Watch out for signs of unhealthy competition. Team members may start approaching the organization’s leader one-on-one to discuss issues that should be handled in team meetings. Or they may negotiate among themselves and engage in power struggles outside of meetings. These behaviors prevent open discussion and debate, which are essential for making key decisions.
The Trap of Mediocracy and Passivity
On the flip side of the coin is a different kind of dysfunction — mediocracy and passivity. This is where team members avoid conflict in favor of a misguided form of cooperation. Cooperation is vital to a healthy team, but it shouldn’t mean avoiding healthy debates. When teams sacrifice honest, robust discussions for a facade of harmony, performance suffers.
When harmony is the goal at all costs, meetings turn into echo chambers. Ideas go unchallenged, and decisions are made without deep evaluation. Teams like these miss opportunities for innovation and growth. They become trapped in an atmosphere of ineffectual niceness, where everyone agrees just to keep the peace.

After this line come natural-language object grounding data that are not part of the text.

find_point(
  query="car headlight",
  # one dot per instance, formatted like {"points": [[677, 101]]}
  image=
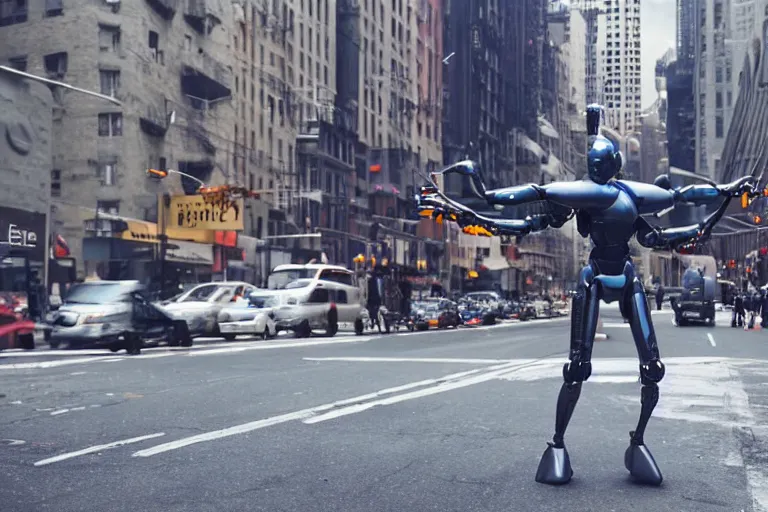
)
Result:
{"points": [[102, 319]]}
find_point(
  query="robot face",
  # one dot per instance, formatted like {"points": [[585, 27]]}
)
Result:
{"points": [[603, 161]]}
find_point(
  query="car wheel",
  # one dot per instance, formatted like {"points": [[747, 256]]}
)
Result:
{"points": [[303, 330], [333, 323], [27, 341], [133, 343]]}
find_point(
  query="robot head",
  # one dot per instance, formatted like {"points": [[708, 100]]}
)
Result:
{"points": [[603, 160]]}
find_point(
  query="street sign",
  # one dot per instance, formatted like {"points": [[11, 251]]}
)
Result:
{"points": [[192, 212]]}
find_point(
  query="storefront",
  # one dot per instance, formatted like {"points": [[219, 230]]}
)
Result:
{"points": [[22, 254]]}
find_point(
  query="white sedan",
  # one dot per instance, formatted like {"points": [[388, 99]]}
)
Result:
{"points": [[253, 317]]}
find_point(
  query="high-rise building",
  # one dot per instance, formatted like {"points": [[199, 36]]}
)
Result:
{"points": [[619, 64], [723, 32], [592, 11], [168, 63]]}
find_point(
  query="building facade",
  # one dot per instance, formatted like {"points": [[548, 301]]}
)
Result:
{"points": [[170, 66], [619, 64]]}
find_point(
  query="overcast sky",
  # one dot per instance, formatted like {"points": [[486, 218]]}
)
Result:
{"points": [[657, 29]]}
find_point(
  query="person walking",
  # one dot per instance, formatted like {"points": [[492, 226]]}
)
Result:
{"points": [[737, 320], [659, 296]]}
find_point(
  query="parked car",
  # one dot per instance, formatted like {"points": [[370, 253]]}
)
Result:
{"points": [[317, 296], [199, 307], [114, 315], [254, 315]]}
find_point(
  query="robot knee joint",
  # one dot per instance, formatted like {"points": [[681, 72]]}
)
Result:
{"points": [[576, 371], [652, 372]]}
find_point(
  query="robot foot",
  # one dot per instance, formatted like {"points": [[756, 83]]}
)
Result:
{"points": [[641, 465], [554, 467]]}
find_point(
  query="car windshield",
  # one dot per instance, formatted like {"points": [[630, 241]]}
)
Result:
{"points": [[281, 279], [204, 293], [264, 301], [92, 293], [299, 283]]}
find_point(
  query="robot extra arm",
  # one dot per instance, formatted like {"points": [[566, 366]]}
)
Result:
{"points": [[432, 203], [705, 194]]}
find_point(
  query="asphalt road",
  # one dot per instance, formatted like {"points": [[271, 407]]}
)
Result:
{"points": [[443, 421]]}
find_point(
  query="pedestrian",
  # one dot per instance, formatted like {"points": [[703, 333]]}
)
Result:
{"points": [[737, 320], [659, 296]]}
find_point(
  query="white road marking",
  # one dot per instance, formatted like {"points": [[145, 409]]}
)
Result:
{"points": [[95, 449], [12, 442], [55, 364], [407, 360], [446, 385], [269, 346], [304, 413]]}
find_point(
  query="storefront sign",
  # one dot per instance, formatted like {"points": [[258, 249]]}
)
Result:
{"points": [[192, 212], [23, 231]]}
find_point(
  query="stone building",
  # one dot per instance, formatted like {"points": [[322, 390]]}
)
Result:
{"points": [[168, 62], [25, 143]]}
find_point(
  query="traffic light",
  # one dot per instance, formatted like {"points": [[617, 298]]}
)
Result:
{"points": [[157, 173]]}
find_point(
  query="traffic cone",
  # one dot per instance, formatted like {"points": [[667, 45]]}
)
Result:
{"points": [[599, 335]]}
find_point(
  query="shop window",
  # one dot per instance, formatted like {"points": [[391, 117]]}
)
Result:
{"points": [[56, 65], [56, 183]]}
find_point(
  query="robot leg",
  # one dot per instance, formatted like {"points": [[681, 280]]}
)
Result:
{"points": [[555, 465], [638, 459]]}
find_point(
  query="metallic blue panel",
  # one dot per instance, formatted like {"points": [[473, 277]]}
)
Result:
{"points": [[648, 198]]}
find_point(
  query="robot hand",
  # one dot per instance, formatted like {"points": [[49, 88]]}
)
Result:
{"points": [[746, 185], [466, 168]]}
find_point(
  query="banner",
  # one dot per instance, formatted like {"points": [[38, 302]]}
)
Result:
{"points": [[192, 212]]}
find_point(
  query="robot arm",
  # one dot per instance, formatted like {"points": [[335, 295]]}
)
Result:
{"points": [[698, 195], [563, 196], [430, 202], [677, 239]]}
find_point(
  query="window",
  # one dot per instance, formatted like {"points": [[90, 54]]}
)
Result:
{"points": [[55, 183], [109, 38], [19, 63], [56, 65], [319, 296], [53, 8], [107, 174], [110, 82], [12, 12], [111, 124], [108, 207], [154, 47]]}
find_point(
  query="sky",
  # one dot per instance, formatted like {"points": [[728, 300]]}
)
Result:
{"points": [[657, 35]]}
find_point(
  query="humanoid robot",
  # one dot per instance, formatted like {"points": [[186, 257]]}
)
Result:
{"points": [[608, 211]]}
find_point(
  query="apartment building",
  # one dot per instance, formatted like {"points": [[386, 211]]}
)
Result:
{"points": [[168, 64], [619, 64]]}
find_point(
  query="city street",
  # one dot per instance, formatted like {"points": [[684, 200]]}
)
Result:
{"points": [[447, 421]]}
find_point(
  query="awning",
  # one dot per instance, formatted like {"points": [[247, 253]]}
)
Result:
{"points": [[312, 195], [552, 167], [546, 129], [496, 263], [524, 142], [189, 252]]}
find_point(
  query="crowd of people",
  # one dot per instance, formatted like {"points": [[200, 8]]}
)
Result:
{"points": [[747, 307]]}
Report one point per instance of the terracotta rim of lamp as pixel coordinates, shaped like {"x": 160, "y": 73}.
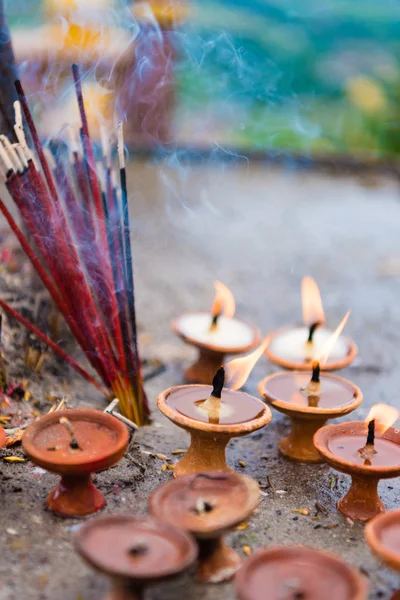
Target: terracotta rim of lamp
{"x": 336, "y": 563}
{"x": 3, "y": 437}
{"x": 185, "y": 422}
{"x": 325, "y": 434}
{"x": 203, "y": 529}
{"x": 150, "y": 524}
{"x": 74, "y": 463}
{"x": 373, "y": 532}
{"x": 312, "y": 411}
{"x": 328, "y": 366}
{"x": 211, "y": 347}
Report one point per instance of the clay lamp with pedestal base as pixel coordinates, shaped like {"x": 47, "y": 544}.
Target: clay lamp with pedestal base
{"x": 212, "y": 416}
{"x": 298, "y": 573}
{"x": 383, "y": 537}
{"x": 309, "y": 402}
{"x": 295, "y": 347}
{"x": 135, "y": 552}
{"x": 368, "y": 451}
{"x": 208, "y": 505}
{"x": 216, "y": 335}
{"x": 75, "y": 443}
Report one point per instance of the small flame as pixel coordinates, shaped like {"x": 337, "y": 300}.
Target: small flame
{"x": 224, "y": 302}
{"x": 384, "y": 416}
{"x": 313, "y": 311}
{"x": 327, "y": 347}
{"x": 238, "y": 370}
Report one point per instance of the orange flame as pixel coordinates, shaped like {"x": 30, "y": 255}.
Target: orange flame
{"x": 327, "y": 347}
{"x": 384, "y": 416}
{"x": 313, "y": 311}
{"x": 224, "y": 302}
{"x": 238, "y": 370}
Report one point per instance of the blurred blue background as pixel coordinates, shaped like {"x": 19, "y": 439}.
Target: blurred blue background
{"x": 317, "y": 76}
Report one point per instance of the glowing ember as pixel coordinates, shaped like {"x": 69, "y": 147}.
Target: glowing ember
{"x": 324, "y": 354}
{"x": 313, "y": 312}
{"x": 384, "y": 416}
{"x": 224, "y": 302}
{"x": 238, "y": 370}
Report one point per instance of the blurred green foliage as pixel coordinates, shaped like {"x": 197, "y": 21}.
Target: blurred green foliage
{"x": 318, "y": 76}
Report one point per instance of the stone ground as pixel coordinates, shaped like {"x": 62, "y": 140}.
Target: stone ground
{"x": 259, "y": 230}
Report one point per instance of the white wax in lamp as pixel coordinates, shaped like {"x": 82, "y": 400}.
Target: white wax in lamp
{"x": 229, "y": 332}
{"x": 291, "y": 345}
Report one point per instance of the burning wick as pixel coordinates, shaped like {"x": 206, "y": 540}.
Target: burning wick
{"x": 138, "y": 549}
{"x": 213, "y": 403}
{"x": 214, "y": 322}
{"x": 311, "y": 331}
{"x": 67, "y": 424}
{"x": 313, "y": 388}
{"x": 368, "y": 451}
{"x": 202, "y": 506}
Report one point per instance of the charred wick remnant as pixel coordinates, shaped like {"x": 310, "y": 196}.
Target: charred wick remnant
{"x": 214, "y": 321}
{"x": 316, "y": 372}
{"x": 312, "y": 330}
{"x": 68, "y": 425}
{"x": 3, "y": 372}
{"x": 368, "y": 451}
{"x": 8, "y": 75}
{"x": 371, "y": 433}
{"x": 218, "y": 383}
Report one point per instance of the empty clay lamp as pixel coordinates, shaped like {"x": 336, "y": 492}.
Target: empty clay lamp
{"x": 134, "y": 552}
{"x": 295, "y": 347}
{"x": 212, "y": 416}
{"x": 298, "y": 573}
{"x": 309, "y": 402}
{"x": 383, "y": 537}
{"x": 75, "y": 443}
{"x": 367, "y": 451}
{"x": 208, "y": 505}
{"x": 216, "y": 334}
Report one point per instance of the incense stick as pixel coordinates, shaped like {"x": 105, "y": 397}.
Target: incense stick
{"x": 82, "y": 250}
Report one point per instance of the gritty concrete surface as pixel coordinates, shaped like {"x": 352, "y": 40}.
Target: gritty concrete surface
{"x": 259, "y": 231}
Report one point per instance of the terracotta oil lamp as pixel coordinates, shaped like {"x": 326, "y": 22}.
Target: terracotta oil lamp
{"x": 135, "y": 552}
{"x": 356, "y": 449}
{"x": 295, "y": 347}
{"x": 309, "y": 402}
{"x": 216, "y": 335}
{"x": 383, "y": 537}
{"x": 208, "y": 505}
{"x": 298, "y": 573}
{"x": 75, "y": 443}
{"x": 212, "y": 415}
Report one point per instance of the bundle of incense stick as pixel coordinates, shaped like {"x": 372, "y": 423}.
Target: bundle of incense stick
{"x": 77, "y": 216}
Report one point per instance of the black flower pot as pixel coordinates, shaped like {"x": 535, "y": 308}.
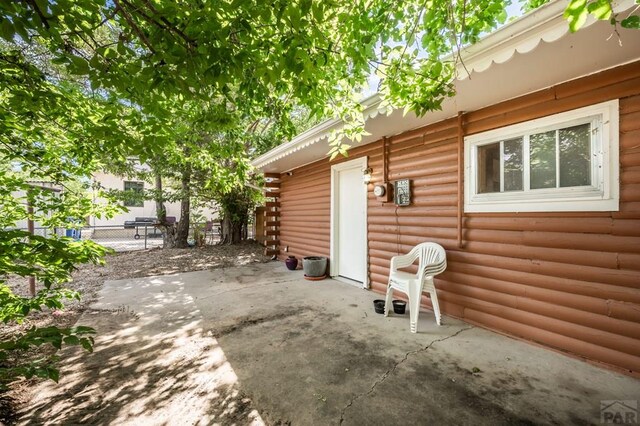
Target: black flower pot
{"x": 399, "y": 307}
{"x": 291, "y": 262}
{"x": 378, "y": 304}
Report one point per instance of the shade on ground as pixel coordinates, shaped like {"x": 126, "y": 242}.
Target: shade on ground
{"x": 259, "y": 344}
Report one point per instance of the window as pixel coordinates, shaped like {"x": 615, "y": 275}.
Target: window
{"x": 565, "y": 162}
{"x": 133, "y": 194}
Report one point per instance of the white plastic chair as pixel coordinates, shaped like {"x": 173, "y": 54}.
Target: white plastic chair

A Balance of Competition and Collaboration
Sometimes, a leadership team fails on both counts — neither competing nor collaborating effectively. Team members lack the drive to boost their unit’s performance, and there’s little spirit of teamwork. They end up working in silos, which leads to duplicated efforts, wasted resources, and missed opportunities.
What Should a Leader Do?
The solution starts with clarity. A leader must have a clear vision and purpose. This includes setting clear expectations, establishing behavioral norms, and holding everyone accountable.
Most businesses have straightforward goals: increase revenue, reduce costs. Yet when you ask team members for ideas, you might get a long list. How do you know what’s most important? What needs attention now? Who can deliver on it?
The answer lies in “diving deep.” Think about the top-performing companies in the world. They didn’t reach the top by chance. They had leaders who weren’t afraid to dive deep. These leaders did not settle for comfortable meetings or flashy presentations. They sought answers from the ground up. They understood that true insights come from going beyond the surface.
Getting to the Root Cause
When it comes to issues like competitive or passive behavior, answers aren’t always obvious. Leaders may show harmony and support each other in meetings. They might agree on plans and leave the room aligned. But when you check back in six months, the results may not be there. Why? Because the real problems are hidden below the surface.
To uncover them, you must dig deeper. Go beyond the leadership team. Meet with the next layer of leaders. Go further down to the individuals who are executing the work. Skip the large town halls where people don’t speak openly. Instead, have one-on-one meetings. Ask for actual data, not opinions. Those doing the work have the most valuable insights.
Driving Change to the Bottom
It’s not enough to hold only the top leaders accountable. If you do, you risk ending up in a “round-robin of next ’s” — constantly switching leaders without making real progress. If you want to win, you must drive change all the way to the bottom of the organization.
A senior leader can’t focus on everything. Start by picking the top five priorities. Focus on these, and you’ll begin to shift the culture. You’ll learn who to trust, for what, and why. Then, move on to the next set of priorities. In a few years, you will have transformed the culture.
Making Sustainable Decisions
By diving deep, you gain a true understanding of the health of your leadership team. You learn where the problems are and how to fix them. And when it’s time to make changes at the top, you make decisions that stick. These are decisions that work for the long term, not just the short term.
The Deep Dive is Non-Negotiable
In pursuit of strong performance, don’t overlook the health of your leadership team. To make real, lasting change, you must dive deep. It’s the only way to uncover hidden dynamics, drive true accountability, and build a team that delivers results. Only then can you ensure not just survival, but true, sustained success.